My aims are to understand the molecular basis and biological significance of this newly-discovered phage QS cross-communication process in contexts that mimic nature: non-uniform spatially structured phage-bacterial biofilm communities. I hypothesize that the phage QS receptor is produced immediately following infection providing incoming phages the first indication of host cell density, enabling the phage to appropriately launch either the lysis or the lysogeny program upon entry. I will define when this pathway is activated following infection. Second, I hypothesize that the natural, host-produced inducer of vqmAPhage expression primes a positive feedback loop that promotes the rapid transition of the phage to the lytic phase exclusively at high host cell density. I will identify the endogenous inducer of vqmAPhage transcription and explore the role of the inducer in phage and host biology. Finally, I predict that phage-mediated lysis occurs primarily at the highest cell density regions of biofilms, promoting both host dispersal and increased phage spread to new host cells. I will define the spatial and temporal dynamics of phage QS-mediated lysis in biofilms and I will monitor the consequences to the biofilm, to phage transmission, and to host cell dispersal. Collectively, my work will define phage-bacterial inter-kingdom interactions that occur through QS. My findings could also contribute to the development of new approaches to control bacterial infections, either through phage therapies, biofilm disruption strategies, or a combination of the two approaches. To accomplish the goals of this project, I will become expert in molecular biology, bacterial genetics, imaging technologies, scientific writing, seminar speaking, teaching, and mentoring. The skills I master as I make discoveries as a postdoctoral fellow will be crucial to prepare me to establish my own independent academic laboratory focused on investigations of phage-bacterial communities.
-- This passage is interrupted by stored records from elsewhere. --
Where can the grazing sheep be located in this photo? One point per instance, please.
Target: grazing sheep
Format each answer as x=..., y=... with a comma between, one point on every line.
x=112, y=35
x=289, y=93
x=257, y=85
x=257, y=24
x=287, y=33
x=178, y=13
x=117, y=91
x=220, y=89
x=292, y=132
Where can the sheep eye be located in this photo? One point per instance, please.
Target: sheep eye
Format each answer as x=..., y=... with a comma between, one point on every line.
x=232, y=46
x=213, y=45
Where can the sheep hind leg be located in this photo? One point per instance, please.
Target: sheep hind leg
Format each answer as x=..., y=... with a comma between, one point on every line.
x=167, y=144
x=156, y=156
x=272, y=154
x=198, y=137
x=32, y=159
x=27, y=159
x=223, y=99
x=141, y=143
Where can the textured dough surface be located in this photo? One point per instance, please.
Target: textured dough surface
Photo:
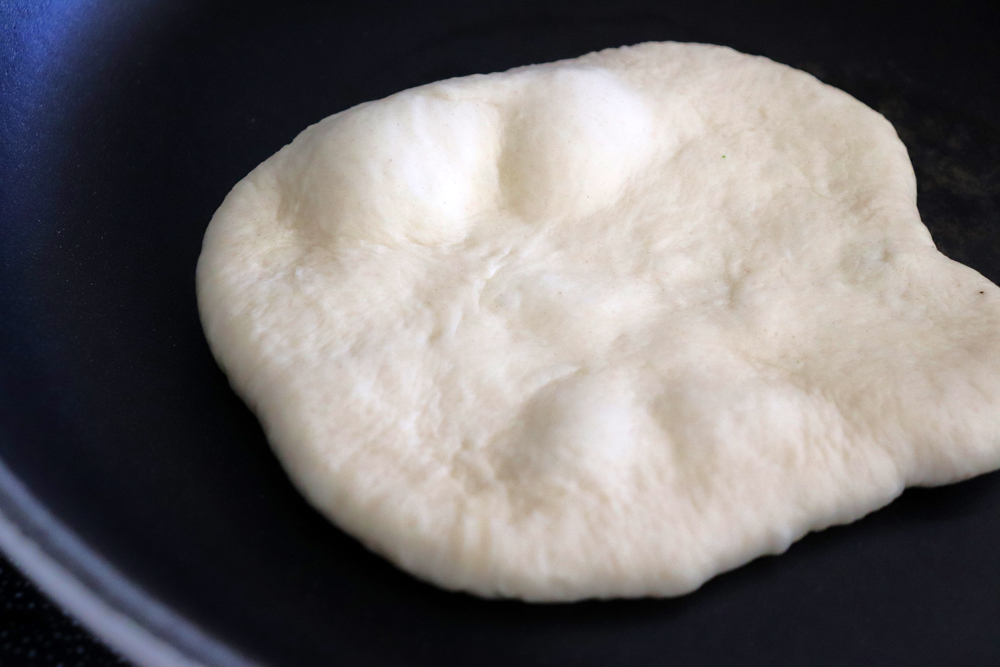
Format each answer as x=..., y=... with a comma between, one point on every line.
x=601, y=327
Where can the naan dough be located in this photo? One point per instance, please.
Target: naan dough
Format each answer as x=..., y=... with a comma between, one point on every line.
x=602, y=327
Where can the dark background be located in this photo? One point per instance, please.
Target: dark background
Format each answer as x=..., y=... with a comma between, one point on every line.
x=35, y=632
x=124, y=124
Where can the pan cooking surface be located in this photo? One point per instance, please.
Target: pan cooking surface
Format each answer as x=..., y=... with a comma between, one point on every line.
x=123, y=127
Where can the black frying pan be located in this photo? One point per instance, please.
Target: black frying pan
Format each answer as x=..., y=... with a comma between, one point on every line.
x=135, y=482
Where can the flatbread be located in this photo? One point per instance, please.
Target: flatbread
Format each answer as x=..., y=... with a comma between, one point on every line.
x=602, y=327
Biofilms are a predominant form of bacterial life on Earth with ramifications, both beneficial and harmful, in medicine, industry, and the environment. The newly discovered viral quorum-sensing-eavesdropping system that I am studying will reveal the mechanisms underlying bacterial-phage interactions in biofilms and their connections to quorum-sensing-mediated communication. Insights gained from this investigation could inform the development of phage therapies and/or biofilm disruption strategies for the treatment of biofilm-based human diseases.